Tuesday, June 22, 2010

Waiting Game

At this point, the Josh had not built the run yet (the long enclosure that attaches to the coop) so the chickens were totally free range in the day, putting themselves to bed in the roost at night.

We had 2 garden beds and the chickens happily helped themselves to most of our tomatoes.

We had recently driven Geneveive down to Murfreesboro to give "her" away and we were left with 4 hens.

They were just about at laying age. Which also means they were mating age...which meant every time I bent down to pet them, they would squat into uh, "position" and then ruffle their feathers.
I was unpleasantly surprised to learn this was their mating stance and hoped I was not inadvertently pleasuring my chickens. As if keeping backyard chickens wasn't scandalous enough.

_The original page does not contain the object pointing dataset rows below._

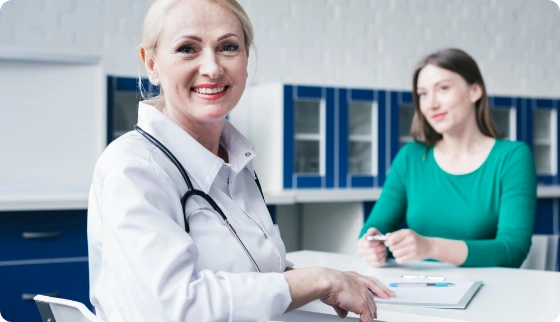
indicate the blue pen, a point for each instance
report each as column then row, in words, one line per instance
column 444, row 284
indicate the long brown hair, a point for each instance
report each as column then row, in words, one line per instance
column 459, row 62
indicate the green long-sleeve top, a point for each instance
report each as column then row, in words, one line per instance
column 492, row 208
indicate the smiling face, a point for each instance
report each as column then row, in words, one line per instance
column 200, row 61
column 446, row 100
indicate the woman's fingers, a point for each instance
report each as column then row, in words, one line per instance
column 342, row 313
column 375, row 286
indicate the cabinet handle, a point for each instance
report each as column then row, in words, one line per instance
column 48, row 234
column 29, row 297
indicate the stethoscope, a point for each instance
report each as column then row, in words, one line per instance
column 194, row 192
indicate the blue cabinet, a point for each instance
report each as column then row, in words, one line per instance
column 360, row 139
column 293, row 130
column 308, row 137
column 542, row 136
column 507, row 113
column 43, row 252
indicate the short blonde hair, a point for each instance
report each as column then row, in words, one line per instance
column 155, row 17
column 153, row 22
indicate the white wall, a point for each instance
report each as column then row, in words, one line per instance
column 356, row 43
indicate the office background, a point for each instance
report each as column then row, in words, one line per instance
column 337, row 44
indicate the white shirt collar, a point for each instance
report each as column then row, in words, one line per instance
column 201, row 164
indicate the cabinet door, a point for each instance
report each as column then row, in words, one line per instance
column 33, row 235
column 21, row 282
column 544, row 138
column 399, row 121
column 308, row 137
column 360, row 136
column 123, row 96
column 505, row 113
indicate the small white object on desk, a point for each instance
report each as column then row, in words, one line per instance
column 377, row 237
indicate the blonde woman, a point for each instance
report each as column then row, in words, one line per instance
column 177, row 226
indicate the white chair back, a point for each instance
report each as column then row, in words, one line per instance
column 543, row 254
column 53, row 309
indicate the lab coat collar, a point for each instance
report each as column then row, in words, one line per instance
column 201, row 165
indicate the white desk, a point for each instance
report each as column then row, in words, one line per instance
column 506, row 295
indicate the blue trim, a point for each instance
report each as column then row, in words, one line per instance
column 361, row 181
column 111, row 85
column 342, row 137
column 368, row 207
column 381, row 136
column 366, row 95
column 520, row 113
column 502, row 101
column 543, row 217
column 542, row 104
column 289, row 136
column 308, row 181
column 127, row 84
column 272, row 212
column 312, row 92
column 407, row 98
column 330, row 138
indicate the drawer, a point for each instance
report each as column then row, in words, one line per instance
column 69, row 280
column 43, row 234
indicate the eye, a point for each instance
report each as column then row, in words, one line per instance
column 186, row 49
column 229, row 48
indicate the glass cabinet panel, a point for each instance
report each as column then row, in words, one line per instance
column 362, row 127
column 405, row 122
column 544, row 140
column 125, row 112
column 309, row 127
column 504, row 119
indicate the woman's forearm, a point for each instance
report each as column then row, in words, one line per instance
column 307, row 284
column 449, row 250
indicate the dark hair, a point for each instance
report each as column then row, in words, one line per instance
column 459, row 62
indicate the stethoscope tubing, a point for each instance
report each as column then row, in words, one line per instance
column 194, row 192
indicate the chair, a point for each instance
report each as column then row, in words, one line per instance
column 54, row 309
column 543, row 254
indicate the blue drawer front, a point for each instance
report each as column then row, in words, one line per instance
column 69, row 279
column 72, row 242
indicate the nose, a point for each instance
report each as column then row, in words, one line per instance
column 210, row 65
column 432, row 101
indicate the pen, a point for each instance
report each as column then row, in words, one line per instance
column 377, row 237
column 431, row 278
column 444, row 284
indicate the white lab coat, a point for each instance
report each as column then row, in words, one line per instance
column 145, row 267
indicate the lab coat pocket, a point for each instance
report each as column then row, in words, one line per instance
column 277, row 230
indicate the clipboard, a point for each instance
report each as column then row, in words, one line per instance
column 456, row 296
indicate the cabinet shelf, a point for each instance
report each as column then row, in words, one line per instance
column 43, row 201
column 360, row 138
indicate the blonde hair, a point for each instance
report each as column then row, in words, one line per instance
column 153, row 24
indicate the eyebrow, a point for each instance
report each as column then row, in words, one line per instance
column 441, row 81
column 200, row 39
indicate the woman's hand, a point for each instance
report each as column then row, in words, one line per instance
column 352, row 292
column 372, row 251
column 406, row 245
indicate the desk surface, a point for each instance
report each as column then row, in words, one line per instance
column 506, row 295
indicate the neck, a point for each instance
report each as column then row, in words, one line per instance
column 207, row 134
column 462, row 141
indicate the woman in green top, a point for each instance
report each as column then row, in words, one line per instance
column 468, row 197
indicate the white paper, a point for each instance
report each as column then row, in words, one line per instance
column 425, row 295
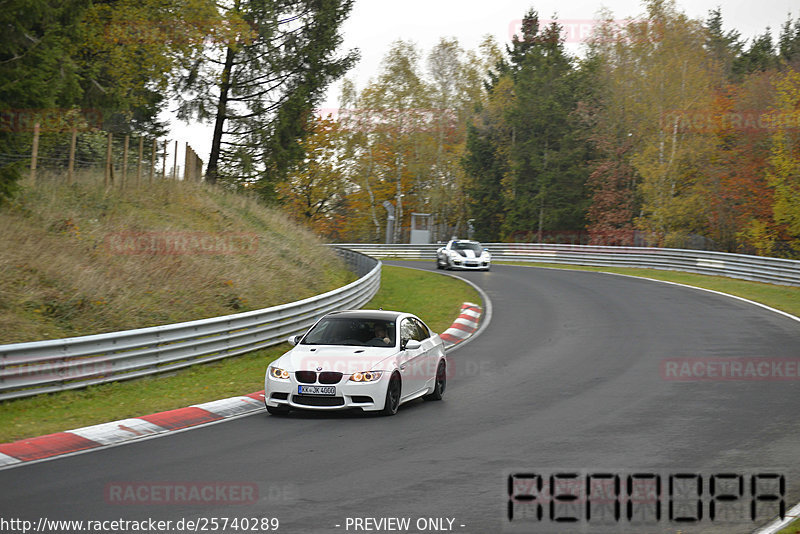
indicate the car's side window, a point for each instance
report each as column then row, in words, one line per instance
column 407, row 330
column 422, row 331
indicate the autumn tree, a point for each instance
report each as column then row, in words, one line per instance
column 784, row 173
column 260, row 87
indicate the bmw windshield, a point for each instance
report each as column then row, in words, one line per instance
column 352, row 332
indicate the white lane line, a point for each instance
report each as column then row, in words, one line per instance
column 116, row 431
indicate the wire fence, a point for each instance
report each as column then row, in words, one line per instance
column 65, row 142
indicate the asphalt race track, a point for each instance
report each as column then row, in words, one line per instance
column 568, row 377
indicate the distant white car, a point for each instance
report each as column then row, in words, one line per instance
column 374, row 360
column 463, row 254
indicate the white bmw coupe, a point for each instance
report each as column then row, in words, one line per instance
column 367, row 359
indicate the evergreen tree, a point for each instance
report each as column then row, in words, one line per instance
column 261, row 90
column 548, row 156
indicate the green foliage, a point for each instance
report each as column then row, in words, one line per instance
column 262, row 85
column 526, row 151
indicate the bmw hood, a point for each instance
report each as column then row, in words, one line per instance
column 343, row 359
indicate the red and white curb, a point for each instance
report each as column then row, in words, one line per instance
column 126, row 430
column 464, row 326
column 114, row 433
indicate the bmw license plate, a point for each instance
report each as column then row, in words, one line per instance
column 317, row 390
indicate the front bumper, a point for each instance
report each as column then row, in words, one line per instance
column 368, row 396
column 469, row 265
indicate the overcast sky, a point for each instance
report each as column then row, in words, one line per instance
column 374, row 24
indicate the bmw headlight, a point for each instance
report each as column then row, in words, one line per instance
column 277, row 372
column 368, row 376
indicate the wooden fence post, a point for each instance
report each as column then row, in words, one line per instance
column 71, row 168
column 139, row 162
column 186, row 156
column 164, row 161
column 175, row 162
column 109, row 167
column 125, row 160
column 153, row 159
column 35, row 151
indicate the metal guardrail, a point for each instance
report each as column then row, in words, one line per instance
column 55, row 365
column 755, row 268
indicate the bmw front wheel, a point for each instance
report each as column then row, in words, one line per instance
column 441, row 383
column 392, row 396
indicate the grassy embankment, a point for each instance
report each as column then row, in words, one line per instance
column 62, row 279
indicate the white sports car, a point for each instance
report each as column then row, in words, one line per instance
column 373, row 360
column 463, row 254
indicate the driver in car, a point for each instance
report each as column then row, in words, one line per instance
column 381, row 337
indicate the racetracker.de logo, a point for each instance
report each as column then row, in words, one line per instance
column 737, row 369
column 181, row 493
column 181, row 243
column 706, row 121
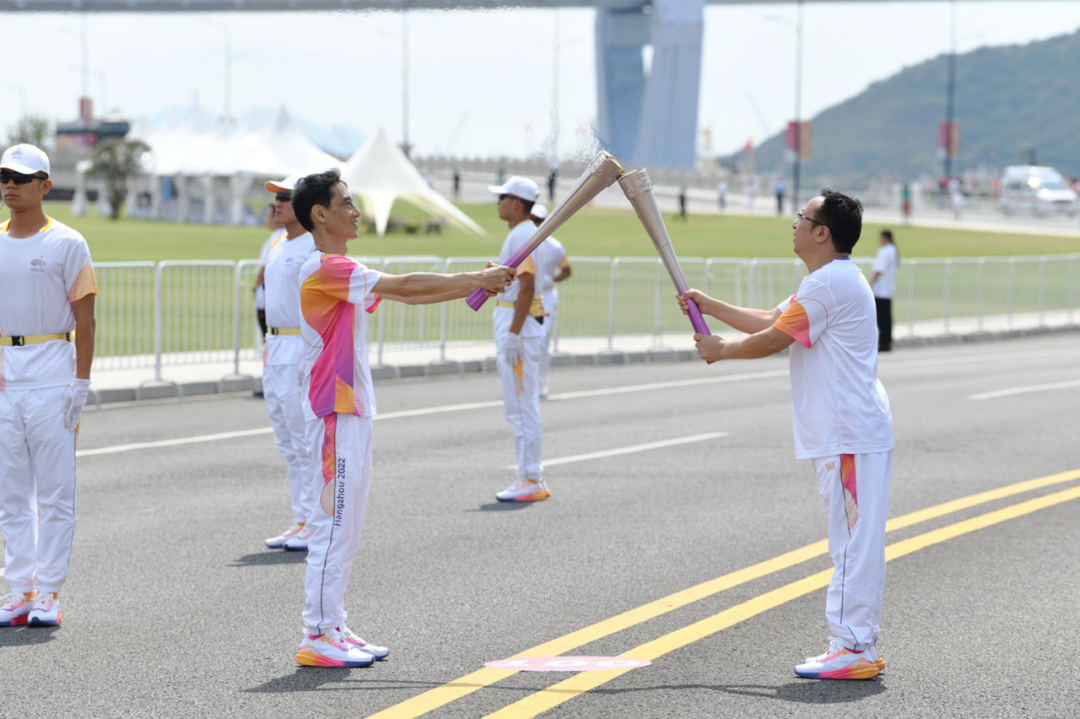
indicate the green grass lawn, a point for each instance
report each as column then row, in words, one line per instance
column 592, row 232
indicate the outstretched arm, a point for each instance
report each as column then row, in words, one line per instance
column 759, row 344
column 427, row 287
column 741, row 319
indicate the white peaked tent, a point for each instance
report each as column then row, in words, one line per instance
column 379, row 173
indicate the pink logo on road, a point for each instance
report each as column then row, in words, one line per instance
column 568, row 663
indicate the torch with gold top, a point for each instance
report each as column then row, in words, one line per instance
column 637, row 187
column 602, row 173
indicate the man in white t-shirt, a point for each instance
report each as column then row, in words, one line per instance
column 841, row 417
column 517, row 325
column 556, row 268
column 46, row 347
column 281, row 360
column 338, row 401
column 885, row 286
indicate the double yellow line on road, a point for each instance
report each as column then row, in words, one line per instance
column 563, row 691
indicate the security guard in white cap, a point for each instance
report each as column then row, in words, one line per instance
column 518, row 337
column 282, row 354
column 46, row 347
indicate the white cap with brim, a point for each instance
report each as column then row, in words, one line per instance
column 286, row 185
column 522, row 188
column 25, row 159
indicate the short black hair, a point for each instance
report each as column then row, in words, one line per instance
column 313, row 190
column 844, row 217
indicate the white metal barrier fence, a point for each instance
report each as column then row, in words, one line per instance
column 156, row 315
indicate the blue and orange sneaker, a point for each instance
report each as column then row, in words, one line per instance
column 45, row 610
column 331, row 649
column 839, row 663
column 15, row 609
column 352, row 638
column 525, row 490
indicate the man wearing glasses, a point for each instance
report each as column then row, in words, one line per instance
column 517, row 325
column 46, row 347
column 841, row 417
column 281, row 360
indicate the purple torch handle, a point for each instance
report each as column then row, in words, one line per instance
column 476, row 299
column 697, row 320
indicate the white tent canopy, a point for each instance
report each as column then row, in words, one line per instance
column 379, row 173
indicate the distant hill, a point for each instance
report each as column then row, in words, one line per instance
column 1007, row 97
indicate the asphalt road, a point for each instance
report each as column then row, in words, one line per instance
column 173, row 608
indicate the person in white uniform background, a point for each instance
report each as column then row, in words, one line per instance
column 336, row 294
column 260, row 290
column 517, row 325
column 282, row 354
column 556, row 268
column 841, row 417
column 885, row 286
column 46, row 347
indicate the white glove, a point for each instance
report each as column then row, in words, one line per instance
column 511, row 350
column 75, row 401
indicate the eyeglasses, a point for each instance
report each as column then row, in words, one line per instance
column 810, row 219
column 17, row 178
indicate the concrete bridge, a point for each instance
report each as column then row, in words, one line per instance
column 648, row 119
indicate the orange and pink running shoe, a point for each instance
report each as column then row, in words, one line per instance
column 331, row 649
column 15, row 609
column 839, row 663
column 525, row 490
column 352, row 638
column 279, row 542
column 45, row 610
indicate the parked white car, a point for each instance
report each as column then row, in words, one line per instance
column 1036, row 190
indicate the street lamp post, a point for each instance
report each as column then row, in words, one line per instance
column 949, row 99
column 228, row 67
column 798, row 105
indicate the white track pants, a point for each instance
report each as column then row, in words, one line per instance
column 37, row 473
column 281, row 385
column 855, row 491
column 521, row 398
column 341, row 444
column 550, row 323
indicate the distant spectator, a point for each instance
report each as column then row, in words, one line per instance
column 885, row 285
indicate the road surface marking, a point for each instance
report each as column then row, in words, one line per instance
column 630, row 450
column 435, row 697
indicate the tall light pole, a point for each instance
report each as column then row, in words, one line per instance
column 798, row 105
column 228, row 67
column 949, row 98
column 406, row 147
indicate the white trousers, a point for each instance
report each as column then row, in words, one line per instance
column 341, row 445
column 855, row 491
column 281, row 387
column 521, row 398
column 37, row 475
column 550, row 323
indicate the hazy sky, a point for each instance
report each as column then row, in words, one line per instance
column 481, row 82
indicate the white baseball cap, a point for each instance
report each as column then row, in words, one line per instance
column 25, row 159
column 522, row 188
column 286, row 185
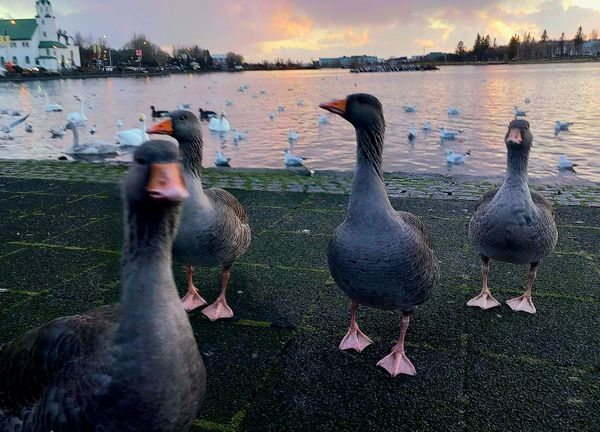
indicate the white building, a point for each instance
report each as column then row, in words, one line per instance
column 37, row 42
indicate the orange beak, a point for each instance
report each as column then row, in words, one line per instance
column 165, row 127
column 166, row 182
column 336, row 106
column 514, row 136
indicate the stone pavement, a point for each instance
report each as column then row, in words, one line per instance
column 276, row 366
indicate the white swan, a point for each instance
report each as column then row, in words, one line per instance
column 220, row 124
column 412, row 133
column 290, row 160
column 238, row 136
column 565, row 164
column 456, row 158
column 78, row 118
column 94, row 147
column 133, row 137
column 293, row 135
column 519, row 112
column 448, row 134
column 221, row 160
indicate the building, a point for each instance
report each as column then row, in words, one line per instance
column 37, row 42
column 346, row 62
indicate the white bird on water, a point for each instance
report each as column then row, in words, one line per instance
column 456, row 158
column 448, row 134
column 291, row 160
column 221, row 160
column 564, row 164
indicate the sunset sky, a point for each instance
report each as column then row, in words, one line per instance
column 305, row 29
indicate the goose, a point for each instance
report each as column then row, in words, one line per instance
column 133, row 366
column 519, row 112
column 565, row 163
column 220, row 124
column 290, row 160
column 238, row 136
column 378, row 256
column 513, row 224
column 158, row 114
column 78, row 118
column 95, row 147
column 133, row 137
column 293, row 135
column 206, row 114
column 323, row 119
column 57, row 132
column 456, row 158
column 446, row 134
column 214, row 228
column 221, row 160
column 7, row 129
column 412, row 132
column 50, row 107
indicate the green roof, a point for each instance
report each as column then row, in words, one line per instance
column 51, row 44
column 22, row 29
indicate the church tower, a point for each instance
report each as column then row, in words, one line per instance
column 45, row 20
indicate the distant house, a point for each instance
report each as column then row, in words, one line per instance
column 37, row 42
column 219, row 60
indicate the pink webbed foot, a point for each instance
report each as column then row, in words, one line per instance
column 219, row 309
column 355, row 339
column 397, row 363
column 192, row 300
column 484, row 300
column 523, row 304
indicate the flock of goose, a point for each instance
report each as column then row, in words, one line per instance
column 136, row 366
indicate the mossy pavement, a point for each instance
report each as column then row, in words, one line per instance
column 276, row 366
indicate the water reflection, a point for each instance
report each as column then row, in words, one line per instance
column 485, row 97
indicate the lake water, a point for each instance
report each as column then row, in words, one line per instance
column 484, row 95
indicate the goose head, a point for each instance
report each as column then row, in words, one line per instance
column 362, row 110
column 155, row 176
column 519, row 136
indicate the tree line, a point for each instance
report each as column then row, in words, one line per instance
column 526, row 46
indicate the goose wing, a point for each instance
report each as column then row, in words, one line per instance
column 225, row 198
column 29, row 364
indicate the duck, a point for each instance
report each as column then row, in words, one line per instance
column 131, row 366
column 206, row 114
column 158, row 113
column 291, row 160
column 378, row 256
column 133, row 137
column 446, row 134
column 78, row 118
column 519, row 112
column 565, row 164
column 456, row 158
column 412, row 132
column 214, row 229
column 95, row 147
column 220, row 124
column 221, row 160
column 238, row 136
column 513, row 224
column 293, row 135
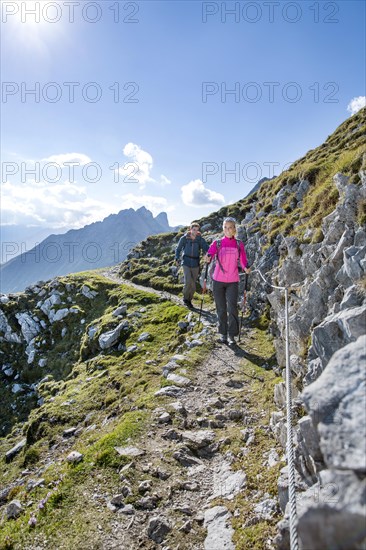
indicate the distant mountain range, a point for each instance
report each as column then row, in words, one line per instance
column 99, row 244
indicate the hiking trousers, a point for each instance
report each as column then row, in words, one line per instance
column 190, row 278
column 226, row 300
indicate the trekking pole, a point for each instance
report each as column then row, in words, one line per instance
column 203, row 290
column 244, row 303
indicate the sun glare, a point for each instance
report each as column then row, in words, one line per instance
column 31, row 22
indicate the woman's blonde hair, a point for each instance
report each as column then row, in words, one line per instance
column 230, row 220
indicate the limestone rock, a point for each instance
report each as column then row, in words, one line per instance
column 219, row 529
column 14, row 509
column 108, row 339
column 158, row 528
column 337, row 403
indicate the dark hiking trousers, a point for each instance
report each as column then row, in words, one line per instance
column 226, row 300
column 190, row 278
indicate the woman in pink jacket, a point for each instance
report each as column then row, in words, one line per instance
column 225, row 279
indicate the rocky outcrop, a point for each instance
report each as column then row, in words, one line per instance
column 327, row 308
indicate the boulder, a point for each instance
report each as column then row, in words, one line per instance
column 219, row 529
column 331, row 514
column 336, row 403
column 108, row 339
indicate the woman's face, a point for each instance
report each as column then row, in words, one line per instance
column 229, row 229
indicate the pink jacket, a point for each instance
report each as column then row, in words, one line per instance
column 228, row 256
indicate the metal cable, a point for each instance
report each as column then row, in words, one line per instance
column 289, row 443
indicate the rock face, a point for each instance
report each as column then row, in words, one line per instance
column 338, row 410
column 327, row 309
column 219, row 530
column 96, row 245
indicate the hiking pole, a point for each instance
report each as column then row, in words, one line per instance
column 244, row 303
column 203, row 290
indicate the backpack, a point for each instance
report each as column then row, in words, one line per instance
column 215, row 260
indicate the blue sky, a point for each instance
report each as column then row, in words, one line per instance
column 296, row 70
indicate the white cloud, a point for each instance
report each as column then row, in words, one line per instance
column 60, row 159
column 138, row 169
column 60, row 205
column 152, row 203
column 196, row 194
column 356, row 104
column 164, row 180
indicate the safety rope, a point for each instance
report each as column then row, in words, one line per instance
column 289, row 443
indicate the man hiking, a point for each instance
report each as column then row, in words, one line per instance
column 191, row 243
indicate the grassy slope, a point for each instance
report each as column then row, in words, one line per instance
column 344, row 151
column 86, row 388
column 112, row 392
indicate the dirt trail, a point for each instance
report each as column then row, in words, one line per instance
column 185, row 466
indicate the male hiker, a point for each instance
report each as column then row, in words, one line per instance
column 192, row 243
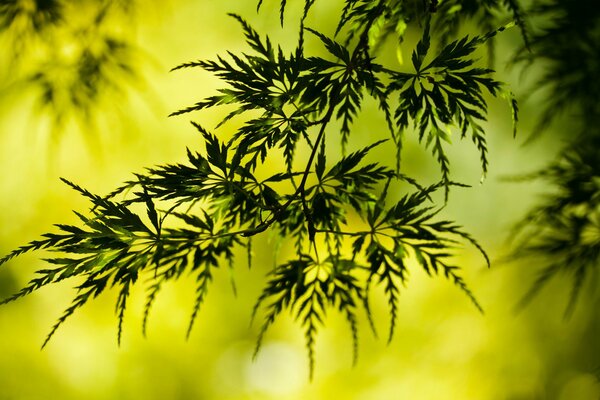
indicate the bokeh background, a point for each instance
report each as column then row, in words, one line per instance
column 443, row 348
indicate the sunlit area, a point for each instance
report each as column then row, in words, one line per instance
column 90, row 93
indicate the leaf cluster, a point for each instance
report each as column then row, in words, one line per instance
column 194, row 216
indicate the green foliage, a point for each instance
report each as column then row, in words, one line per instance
column 561, row 232
column 71, row 55
column 194, row 216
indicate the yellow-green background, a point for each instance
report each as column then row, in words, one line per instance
column 443, row 348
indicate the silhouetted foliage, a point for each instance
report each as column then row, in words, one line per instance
column 194, row 216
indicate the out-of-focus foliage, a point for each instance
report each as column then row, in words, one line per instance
column 78, row 57
column 562, row 233
column 500, row 356
column 197, row 213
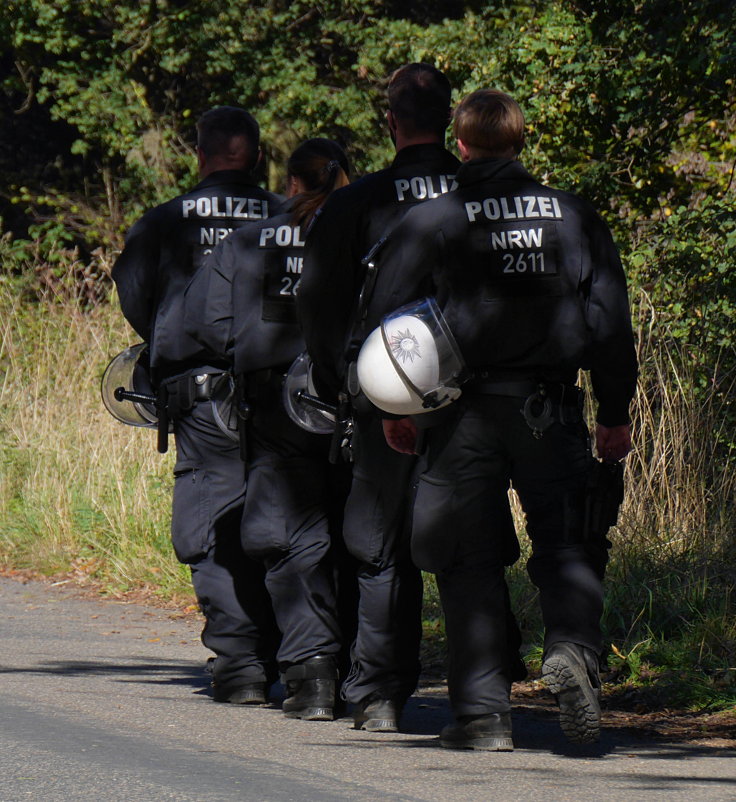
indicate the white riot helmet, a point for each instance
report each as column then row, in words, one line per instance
column 411, row 363
column 303, row 410
column 129, row 371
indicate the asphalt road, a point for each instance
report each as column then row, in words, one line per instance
column 102, row 700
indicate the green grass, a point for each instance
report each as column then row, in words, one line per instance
column 82, row 495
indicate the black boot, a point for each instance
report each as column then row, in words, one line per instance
column 311, row 689
column 570, row 671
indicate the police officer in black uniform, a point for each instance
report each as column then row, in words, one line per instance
column 385, row 665
column 162, row 251
column 241, row 306
column 533, row 290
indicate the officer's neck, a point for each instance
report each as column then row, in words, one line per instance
column 402, row 141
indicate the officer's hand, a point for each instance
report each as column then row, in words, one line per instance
column 612, row 443
column 400, row 434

For those of you who are wondering (and for the majority of those who are not) here is a bit of chicken sex ed:

-Just like human females ovulate with every cycle, hens ovulate - almost daily.
-As is the case with human eggs, chicken eggs are the result of that ovulation.
(If you aren't grossed out enough to stop eating eggs, WAIT I've got more!)
-The egg is ovulated and discarded whether or not it gets fertilized.
-The egg MUST be fertilized by a rooster in order to grow a baby chick.
-How this happens, I could care less about and honestly, I don't want to know.

Even with all of this disturbing knowledge, I still longed for a farm fresh egg.
This was all part of the experiment of chicken keeping.
I wanted us to KNOW where the eggs came from, and to be a little more grateful and a little more reverent about our food sources.

It was time to start checking the nesting box for eggs!